Author Bill Franks says organizations that capitalize on big data in the technology's infancy will seize an early competitive advantage.

bookshelf

Big data seems like a complex, complicated and potentially expensive investment that leaves many executives pondering whether they should jump aboard this latest and greatest analytics boom or wait for the next big thing in IT.

Bill Franks, author of "Taming the Big Data Tidal Wave" and chief analytics officer at Teradata, believes that public- and private-sector organizations that capitalize on big data in the technology's infancy will seize an early competitive advantage. Those that wait for answers to early questions about big data -- and there are many -- will almost certainly lag behind early adopters in formulating intelligent IT initiatives.

For businesses, that means decreased profits. For federal agencies, it means continued inefficiencies and missed opportunities to benefit taxpayers.

Franks' focus is on helping the reader understand rapidly evolving technologies and how organizations can use big data to frame decisions and create an organizational culture around analytics.

What big is and why it is changing

Franks is less concerned about a proper definition than in conveying the idea that big data will change.

Today it is typically considered to be data whose size or complexity is beyond what traditional database software tools can capture, store and analyze. But despite the "big" in big data, size isn't the only challenge. Structure -- or how the data is mashed together -- is also important to analysts hoping to generate insights from data troves.

"Big data is often described as unstructured and traditional data as structured," Franks wrote, "but the lines aren't as clean as such labels suggest."

An analyst has no control over truly unstructured datasets. Text, video and audio files fall into that context. There is no flow or format to datasets such as the collection of social media feeds for sentiment analysis. People speak and communicate differently, making analysis of such bulk information challenging.

Semi-structured data has a flow and format but lacks user-friendliness. Web logs look messy and complex, but each piece of information does "serve a purpose of some sort," Franks wrote.

Structured data falls into the realm of big data based on sheer size. Taking terabytes or petabytes of structured information, such as the transaction records of a bank, can be quite challenging for traditional relational databases, even though information is neatly organized in columns and rows.

Combining unstructured data with some variant of traditional data has led to successful results for early leaders in big data, especially retailers. Combining web-search data and customers' online habits with prior transactions can give a company a competitive advantage.

But size and complexity shouldn't drive potential big-data users away. Franks said the point is not collecting all data in a database, it's identifying which pieces matter, standardizing processes and letting the rest of the data slip by.

"The fact is that most big data just doesn't matter," wrote Franks, who acknowledges that "throwing data away will take some getting used to."

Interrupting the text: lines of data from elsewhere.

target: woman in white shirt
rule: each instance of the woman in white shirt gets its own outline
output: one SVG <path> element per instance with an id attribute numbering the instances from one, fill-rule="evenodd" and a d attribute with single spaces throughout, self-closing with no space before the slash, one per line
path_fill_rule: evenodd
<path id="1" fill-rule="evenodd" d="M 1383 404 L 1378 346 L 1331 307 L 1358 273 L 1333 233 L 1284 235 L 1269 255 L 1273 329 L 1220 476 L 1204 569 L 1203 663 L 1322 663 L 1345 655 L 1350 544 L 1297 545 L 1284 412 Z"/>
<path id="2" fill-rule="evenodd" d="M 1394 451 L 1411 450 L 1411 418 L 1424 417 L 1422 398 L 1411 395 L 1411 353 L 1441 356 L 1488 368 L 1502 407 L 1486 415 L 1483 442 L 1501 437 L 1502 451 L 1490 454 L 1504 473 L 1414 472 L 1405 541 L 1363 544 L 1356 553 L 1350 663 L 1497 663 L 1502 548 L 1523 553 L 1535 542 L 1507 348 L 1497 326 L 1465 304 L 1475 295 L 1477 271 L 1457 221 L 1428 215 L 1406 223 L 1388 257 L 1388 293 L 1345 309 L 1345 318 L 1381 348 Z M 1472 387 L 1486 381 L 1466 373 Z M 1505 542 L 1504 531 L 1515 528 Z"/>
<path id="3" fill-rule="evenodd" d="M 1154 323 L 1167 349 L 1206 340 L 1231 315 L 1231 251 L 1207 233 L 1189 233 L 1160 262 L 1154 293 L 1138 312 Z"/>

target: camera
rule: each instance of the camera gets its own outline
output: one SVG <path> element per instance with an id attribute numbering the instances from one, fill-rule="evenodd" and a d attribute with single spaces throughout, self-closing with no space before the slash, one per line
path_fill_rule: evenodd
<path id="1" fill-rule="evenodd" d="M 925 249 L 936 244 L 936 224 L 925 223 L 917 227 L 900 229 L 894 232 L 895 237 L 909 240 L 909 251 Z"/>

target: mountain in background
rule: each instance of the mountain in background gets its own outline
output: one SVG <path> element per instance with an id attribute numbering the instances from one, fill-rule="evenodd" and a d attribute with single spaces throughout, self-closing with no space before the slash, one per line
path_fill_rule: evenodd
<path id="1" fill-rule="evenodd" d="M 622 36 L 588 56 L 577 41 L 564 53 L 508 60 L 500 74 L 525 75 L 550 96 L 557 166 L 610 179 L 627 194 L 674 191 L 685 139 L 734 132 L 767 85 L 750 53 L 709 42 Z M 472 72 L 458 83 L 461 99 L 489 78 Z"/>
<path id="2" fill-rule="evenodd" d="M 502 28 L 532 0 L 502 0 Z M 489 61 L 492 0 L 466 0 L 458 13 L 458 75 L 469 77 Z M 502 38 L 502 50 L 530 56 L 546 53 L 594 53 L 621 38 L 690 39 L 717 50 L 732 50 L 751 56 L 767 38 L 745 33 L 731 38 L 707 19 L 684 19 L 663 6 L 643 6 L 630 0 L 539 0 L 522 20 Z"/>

His other point is that big data won't be a "wild west of crazy formats, unconstrained streams and lack of definition" forever. As big-data technology continues to evolve, "what's big data today won't be considered big data tomorrow any more than what was considered big a decade ago is considered big today."

Framing the questions

Franks' book purposely does not delve deeply into the technical specifications of big data, but it does outline a number of the evolving technologies that make big data possible and hint at future capabilities.

Franks describes the convergence of analytic and data storage environments, massively parallel processing architecture, cloud and grid computing, and MapReduce. The book defines those technologies, but more important, it gives decision-based context to questions that IT executives pondering a big-data initiative will ask.

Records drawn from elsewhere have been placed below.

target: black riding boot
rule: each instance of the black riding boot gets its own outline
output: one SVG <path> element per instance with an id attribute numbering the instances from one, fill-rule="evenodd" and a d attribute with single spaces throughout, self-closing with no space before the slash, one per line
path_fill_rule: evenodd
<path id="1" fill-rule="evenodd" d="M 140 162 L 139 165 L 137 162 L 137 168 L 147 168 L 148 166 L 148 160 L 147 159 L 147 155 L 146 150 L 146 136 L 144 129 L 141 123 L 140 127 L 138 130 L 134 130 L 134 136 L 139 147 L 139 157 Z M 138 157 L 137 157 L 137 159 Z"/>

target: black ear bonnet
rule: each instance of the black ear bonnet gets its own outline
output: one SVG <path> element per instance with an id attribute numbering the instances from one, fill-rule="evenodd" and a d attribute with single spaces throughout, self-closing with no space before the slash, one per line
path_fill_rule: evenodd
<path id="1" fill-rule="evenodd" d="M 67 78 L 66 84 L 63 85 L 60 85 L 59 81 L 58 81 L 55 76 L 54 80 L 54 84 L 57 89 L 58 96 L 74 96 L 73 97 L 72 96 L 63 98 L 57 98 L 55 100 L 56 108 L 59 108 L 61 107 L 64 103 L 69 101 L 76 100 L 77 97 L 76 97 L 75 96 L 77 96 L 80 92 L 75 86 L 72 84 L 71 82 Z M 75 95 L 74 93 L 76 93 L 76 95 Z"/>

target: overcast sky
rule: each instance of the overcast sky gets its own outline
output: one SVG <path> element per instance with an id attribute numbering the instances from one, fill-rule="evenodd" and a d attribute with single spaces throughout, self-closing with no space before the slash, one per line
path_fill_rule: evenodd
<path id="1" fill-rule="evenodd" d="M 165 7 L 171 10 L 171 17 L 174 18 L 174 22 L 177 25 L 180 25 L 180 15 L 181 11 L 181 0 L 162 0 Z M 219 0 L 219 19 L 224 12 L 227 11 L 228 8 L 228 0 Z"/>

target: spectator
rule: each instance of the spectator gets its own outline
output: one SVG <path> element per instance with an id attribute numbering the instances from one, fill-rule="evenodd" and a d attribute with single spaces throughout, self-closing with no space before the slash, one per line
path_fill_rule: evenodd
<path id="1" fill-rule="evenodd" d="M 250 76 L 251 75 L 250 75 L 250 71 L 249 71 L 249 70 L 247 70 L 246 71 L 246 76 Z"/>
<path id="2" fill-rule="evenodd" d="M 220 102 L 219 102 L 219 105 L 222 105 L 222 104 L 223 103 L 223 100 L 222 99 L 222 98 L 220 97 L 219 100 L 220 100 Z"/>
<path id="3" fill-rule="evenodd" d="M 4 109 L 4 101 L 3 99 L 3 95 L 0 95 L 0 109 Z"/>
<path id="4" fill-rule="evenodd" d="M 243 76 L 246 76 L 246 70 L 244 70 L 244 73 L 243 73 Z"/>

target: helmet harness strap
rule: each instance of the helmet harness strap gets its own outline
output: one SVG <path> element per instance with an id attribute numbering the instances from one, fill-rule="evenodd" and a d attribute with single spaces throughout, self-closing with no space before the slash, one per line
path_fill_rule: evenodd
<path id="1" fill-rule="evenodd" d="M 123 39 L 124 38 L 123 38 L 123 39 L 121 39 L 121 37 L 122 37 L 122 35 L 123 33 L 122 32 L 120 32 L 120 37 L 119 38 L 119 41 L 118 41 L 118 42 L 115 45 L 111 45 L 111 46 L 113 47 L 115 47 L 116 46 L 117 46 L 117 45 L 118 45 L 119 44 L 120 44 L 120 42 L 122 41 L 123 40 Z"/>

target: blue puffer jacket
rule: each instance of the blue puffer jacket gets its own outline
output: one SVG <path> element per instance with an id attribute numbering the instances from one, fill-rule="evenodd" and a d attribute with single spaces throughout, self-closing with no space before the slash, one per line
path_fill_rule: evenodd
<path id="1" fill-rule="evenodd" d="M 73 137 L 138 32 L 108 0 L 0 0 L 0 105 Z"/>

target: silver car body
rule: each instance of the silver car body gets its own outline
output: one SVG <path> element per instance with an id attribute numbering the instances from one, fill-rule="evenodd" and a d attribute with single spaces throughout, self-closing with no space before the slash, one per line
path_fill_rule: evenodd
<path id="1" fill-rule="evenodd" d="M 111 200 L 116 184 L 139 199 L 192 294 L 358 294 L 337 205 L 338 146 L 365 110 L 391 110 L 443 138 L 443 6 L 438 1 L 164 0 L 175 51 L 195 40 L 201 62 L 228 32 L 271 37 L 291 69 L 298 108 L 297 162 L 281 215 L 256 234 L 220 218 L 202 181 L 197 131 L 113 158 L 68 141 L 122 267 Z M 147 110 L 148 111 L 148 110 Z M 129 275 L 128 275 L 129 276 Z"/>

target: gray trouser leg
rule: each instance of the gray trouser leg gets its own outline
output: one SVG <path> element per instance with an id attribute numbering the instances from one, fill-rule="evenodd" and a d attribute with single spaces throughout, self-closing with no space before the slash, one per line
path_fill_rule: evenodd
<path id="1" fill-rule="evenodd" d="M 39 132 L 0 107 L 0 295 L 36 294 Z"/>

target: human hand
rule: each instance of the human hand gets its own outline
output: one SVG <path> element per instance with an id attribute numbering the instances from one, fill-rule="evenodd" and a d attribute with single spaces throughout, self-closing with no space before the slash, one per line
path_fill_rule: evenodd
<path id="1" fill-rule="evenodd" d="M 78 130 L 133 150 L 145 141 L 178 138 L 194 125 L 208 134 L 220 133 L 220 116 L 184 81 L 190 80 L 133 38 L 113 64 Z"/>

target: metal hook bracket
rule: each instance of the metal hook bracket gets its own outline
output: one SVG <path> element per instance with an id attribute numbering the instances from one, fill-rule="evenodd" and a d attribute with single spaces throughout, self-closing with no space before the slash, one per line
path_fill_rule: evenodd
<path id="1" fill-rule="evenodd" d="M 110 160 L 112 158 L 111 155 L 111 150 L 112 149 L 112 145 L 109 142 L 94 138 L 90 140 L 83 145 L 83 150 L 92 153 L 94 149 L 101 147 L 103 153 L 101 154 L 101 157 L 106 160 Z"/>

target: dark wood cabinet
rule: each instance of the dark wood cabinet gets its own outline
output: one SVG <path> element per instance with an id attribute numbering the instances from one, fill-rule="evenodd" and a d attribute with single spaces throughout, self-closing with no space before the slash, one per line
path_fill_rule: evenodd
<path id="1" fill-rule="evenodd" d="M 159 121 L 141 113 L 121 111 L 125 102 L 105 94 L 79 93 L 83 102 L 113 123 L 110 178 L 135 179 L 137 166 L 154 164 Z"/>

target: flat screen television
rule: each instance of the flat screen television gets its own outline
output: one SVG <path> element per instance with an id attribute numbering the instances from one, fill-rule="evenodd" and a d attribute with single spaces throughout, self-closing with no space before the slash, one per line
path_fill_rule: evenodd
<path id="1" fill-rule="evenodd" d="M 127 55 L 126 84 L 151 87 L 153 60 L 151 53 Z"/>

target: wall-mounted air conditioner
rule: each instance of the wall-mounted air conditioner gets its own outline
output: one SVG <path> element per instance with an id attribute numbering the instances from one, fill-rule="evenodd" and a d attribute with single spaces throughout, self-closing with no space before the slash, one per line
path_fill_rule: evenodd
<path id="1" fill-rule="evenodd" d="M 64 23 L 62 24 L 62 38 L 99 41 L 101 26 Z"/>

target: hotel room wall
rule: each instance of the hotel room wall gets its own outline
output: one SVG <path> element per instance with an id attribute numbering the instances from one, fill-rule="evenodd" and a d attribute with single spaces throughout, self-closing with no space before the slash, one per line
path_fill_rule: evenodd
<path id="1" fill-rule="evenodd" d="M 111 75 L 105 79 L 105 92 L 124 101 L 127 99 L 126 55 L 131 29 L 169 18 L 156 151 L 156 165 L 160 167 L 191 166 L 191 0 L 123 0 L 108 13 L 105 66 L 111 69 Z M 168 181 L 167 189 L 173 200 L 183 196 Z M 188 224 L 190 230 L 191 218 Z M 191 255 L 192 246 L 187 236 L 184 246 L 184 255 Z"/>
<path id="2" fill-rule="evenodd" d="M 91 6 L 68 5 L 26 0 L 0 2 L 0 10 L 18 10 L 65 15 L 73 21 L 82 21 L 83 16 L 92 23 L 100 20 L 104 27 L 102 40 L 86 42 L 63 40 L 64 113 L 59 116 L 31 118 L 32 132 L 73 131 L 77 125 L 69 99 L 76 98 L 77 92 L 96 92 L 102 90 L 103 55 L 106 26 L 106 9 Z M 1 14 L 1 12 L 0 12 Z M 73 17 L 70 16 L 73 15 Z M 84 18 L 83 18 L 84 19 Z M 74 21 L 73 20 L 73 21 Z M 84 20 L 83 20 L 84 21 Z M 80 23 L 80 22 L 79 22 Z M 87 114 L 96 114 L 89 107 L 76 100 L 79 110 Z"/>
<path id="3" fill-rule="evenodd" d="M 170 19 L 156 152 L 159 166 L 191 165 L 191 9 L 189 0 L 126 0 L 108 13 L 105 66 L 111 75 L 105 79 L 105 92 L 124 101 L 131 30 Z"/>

For example, does it make sense to run a certain big-data application in a public or private cloud -- or in a different architecture altogether? What kinds of problems are best suited to a big-data solution, and what other enabling technologies (such as MapReduce) will be required? Is big data a one-time investment or will it require further investment over time? Whom do I hire to get this done?

Franks' approach to answering those and other questions provides enough information for a reader to grasp the technologies, but his focus continually returns to helping the reader understand effective analysis of big data, how to frame decisions about its potential and possibilities, and how to build an analytic culture within an organization.